HW 4: BSTA 511-611 F23

Author

Your name here - update this!!!!

Published

October 28, 2023

Due 10/28/23

Download the .qmd file for this assignment from https://github.com/niederhausen/BSTA_511_F23/blob/main/homework/HW_4_F23_bsta511.qmd

Directions

Important
  • The non-R exercises (see sections Book exercises and Non-book exercise) may be completed not using Quarto.
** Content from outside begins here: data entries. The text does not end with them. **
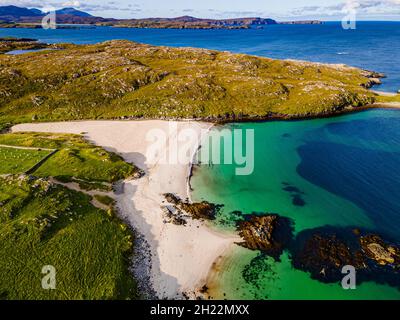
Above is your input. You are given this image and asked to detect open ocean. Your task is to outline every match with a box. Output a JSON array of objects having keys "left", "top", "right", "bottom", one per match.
[{"left": 0, "top": 22, "right": 400, "bottom": 299}]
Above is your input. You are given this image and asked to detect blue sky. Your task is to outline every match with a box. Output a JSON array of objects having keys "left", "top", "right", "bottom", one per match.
[{"left": 0, "top": 0, "right": 400, "bottom": 20}]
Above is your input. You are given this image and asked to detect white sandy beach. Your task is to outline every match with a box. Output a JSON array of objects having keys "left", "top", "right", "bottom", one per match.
[{"left": 12, "top": 120, "right": 238, "bottom": 299}]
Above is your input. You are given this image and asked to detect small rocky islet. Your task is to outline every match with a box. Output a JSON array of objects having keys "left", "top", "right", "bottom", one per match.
[
  {"left": 159, "top": 193, "right": 400, "bottom": 288},
  {"left": 237, "top": 214, "right": 400, "bottom": 288},
  {"left": 163, "top": 193, "right": 222, "bottom": 225}
]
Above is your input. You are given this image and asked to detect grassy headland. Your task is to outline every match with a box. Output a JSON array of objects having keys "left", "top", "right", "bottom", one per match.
[
  {"left": 0, "top": 41, "right": 394, "bottom": 127},
  {"left": 0, "top": 133, "right": 138, "bottom": 299}
]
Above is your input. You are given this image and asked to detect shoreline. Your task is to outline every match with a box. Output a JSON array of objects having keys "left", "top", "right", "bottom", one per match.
[
  {"left": 0, "top": 102, "right": 400, "bottom": 134},
  {"left": 7, "top": 103, "right": 400, "bottom": 299},
  {"left": 12, "top": 120, "right": 239, "bottom": 299}
]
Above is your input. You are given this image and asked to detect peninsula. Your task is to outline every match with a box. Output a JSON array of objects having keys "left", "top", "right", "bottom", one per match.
[
  {"left": 0, "top": 40, "right": 398, "bottom": 128},
  {"left": 0, "top": 6, "right": 322, "bottom": 29}
]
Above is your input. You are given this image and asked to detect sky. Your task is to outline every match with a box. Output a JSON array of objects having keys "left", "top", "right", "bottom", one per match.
[{"left": 0, "top": 0, "right": 400, "bottom": 21}]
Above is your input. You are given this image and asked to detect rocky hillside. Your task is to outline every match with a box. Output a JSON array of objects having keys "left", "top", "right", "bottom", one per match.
[{"left": 0, "top": 41, "right": 381, "bottom": 126}]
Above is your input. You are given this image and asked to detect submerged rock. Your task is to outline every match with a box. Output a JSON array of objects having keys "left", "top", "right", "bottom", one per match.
[
  {"left": 290, "top": 226, "right": 400, "bottom": 288},
  {"left": 360, "top": 235, "right": 400, "bottom": 268},
  {"left": 164, "top": 193, "right": 222, "bottom": 220},
  {"left": 237, "top": 214, "right": 293, "bottom": 260}
]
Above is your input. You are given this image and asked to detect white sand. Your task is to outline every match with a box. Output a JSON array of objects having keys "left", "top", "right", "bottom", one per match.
[{"left": 12, "top": 120, "right": 238, "bottom": 299}]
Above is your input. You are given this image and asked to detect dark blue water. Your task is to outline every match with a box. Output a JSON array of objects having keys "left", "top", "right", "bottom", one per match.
[{"left": 0, "top": 22, "right": 400, "bottom": 92}]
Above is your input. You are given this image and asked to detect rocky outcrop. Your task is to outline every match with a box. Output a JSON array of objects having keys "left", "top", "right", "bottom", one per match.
[
  {"left": 290, "top": 226, "right": 400, "bottom": 288},
  {"left": 164, "top": 193, "right": 222, "bottom": 220},
  {"left": 237, "top": 214, "right": 293, "bottom": 260},
  {"left": 360, "top": 235, "right": 400, "bottom": 268}
]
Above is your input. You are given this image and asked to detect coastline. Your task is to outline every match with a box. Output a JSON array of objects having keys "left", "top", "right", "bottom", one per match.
[{"left": 12, "top": 120, "right": 239, "bottom": 299}]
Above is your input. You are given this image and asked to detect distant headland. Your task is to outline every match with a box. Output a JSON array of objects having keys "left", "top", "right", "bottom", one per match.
[{"left": 0, "top": 6, "right": 323, "bottom": 29}]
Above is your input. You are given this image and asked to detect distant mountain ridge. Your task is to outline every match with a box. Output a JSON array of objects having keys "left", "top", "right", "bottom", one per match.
[
  {"left": 56, "top": 8, "right": 93, "bottom": 17},
  {"left": 0, "top": 5, "right": 321, "bottom": 29}
]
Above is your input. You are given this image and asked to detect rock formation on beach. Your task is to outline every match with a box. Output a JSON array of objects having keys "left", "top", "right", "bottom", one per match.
[
  {"left": 164, "top": 193, "right": 222, "bottom": 220},
  {"left": 237, "top": 214, "right": 293, "bottom": 260}
]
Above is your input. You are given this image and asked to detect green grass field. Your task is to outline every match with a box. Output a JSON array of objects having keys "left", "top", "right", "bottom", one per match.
[
  {"left": 0, "top": 146, "right": 50, "bottom": 174},
  {"left": 0, "top": 177, "right": 137, "bottom": 299},
  {"left": 0, "top": 133, "right": 137, "bottom": 184},
  {"left": 0, "top": 133, "right": 139, "bottom": 299}
]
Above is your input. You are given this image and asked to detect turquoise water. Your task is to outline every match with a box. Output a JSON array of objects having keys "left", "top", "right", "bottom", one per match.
[{"left": 192, "top": 110, "right": 400, "bottom": 299}]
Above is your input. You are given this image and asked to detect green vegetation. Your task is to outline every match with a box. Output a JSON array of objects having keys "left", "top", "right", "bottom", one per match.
[
  {"left": 0, "top": 37, "right": 49, "bottom": 53},
  {"left": 94, "top": 194, "right": 115, "bottom": 206},
  {"left": 0, "top": 133, "right": 138, "bottom": 299},
  {"left": 0, "top": 133, "right": 137, "bottom": 184},
  {"left": 377, "top": 94, "right": 400, "bottom": 103},
  {"left": 0, "top": 41, "right": 380, "bottom": 128},
  {"left": 0, "top": 176, "right": 137, "bottom": 299},
  {"left": 0, "top": 145, "right": 50, "bottom": 174}
]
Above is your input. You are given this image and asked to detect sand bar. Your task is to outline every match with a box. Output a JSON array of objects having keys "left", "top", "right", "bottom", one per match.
[{"left": 12, "top": 120, "right": 239, "bottom": 299}]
I especially recommend writing out by hand the chapter 3 probability questions, whether on paper or a tablet.
    • Some problems involve R code to calculate a probability, but the code is brief and you can write out the code and the answer by hand.
  • The R exercises are to be completed using Quarto.
  • If you complete part of the assignment not using Quarto, you will be uploading 3 files on Sakai for HW 4: qmd & html files for your R work, and a pdf with your written work.
  • If you are completing the homework on paper, you can use a scanning app, such as Adobe Scan, to create a pdf of your assignment.
  • Please upload your homework to Sakai. Upload both your .qmd code file and the rendered .html file.
  • For each question, make sure to include all code and resulting output in the html file to support your answers.
Tip

It is a good idea to try rendering your document from time to time as you go along! Note that rendering automatically saves your Qmd file and rendering frequently helps you catch your errors more quickly.

Book exercises

!!! Instructions for Normal probability exercises !!!

Important

Additional Instructions - IMPORTANT!!!

  • For ALL normal distribution exercises:
    • make a sketch of the normal distribution curve with the mean and 1 sd away from the mean clearly labeled, and the area representing probability of interest shaded in.
    • calculate probabilities using both
      • z-table
      • R

3.20 Area under the curve, Part II

3.22 Triathlon times

3.28 Arsenic poisoning

3.30 Find the SD

3.32 Chickenpox, Part III

3.38 Stenographer’s typos

3.40 Osteosarcoma in NYC

4.2 Heights of adults

1 Non-book exercise

1.1 The Ethan Allen

On October 5, 2005, a tour boat named the Ethan Allen capsized on Lake George in New York with 47 passengers aboard. In the inquiries that followed, it was suggested that the tour operators should have realized that the combined weight of so many passengers was likely to exceed the weight capacity of the boat. Could they have predicted this?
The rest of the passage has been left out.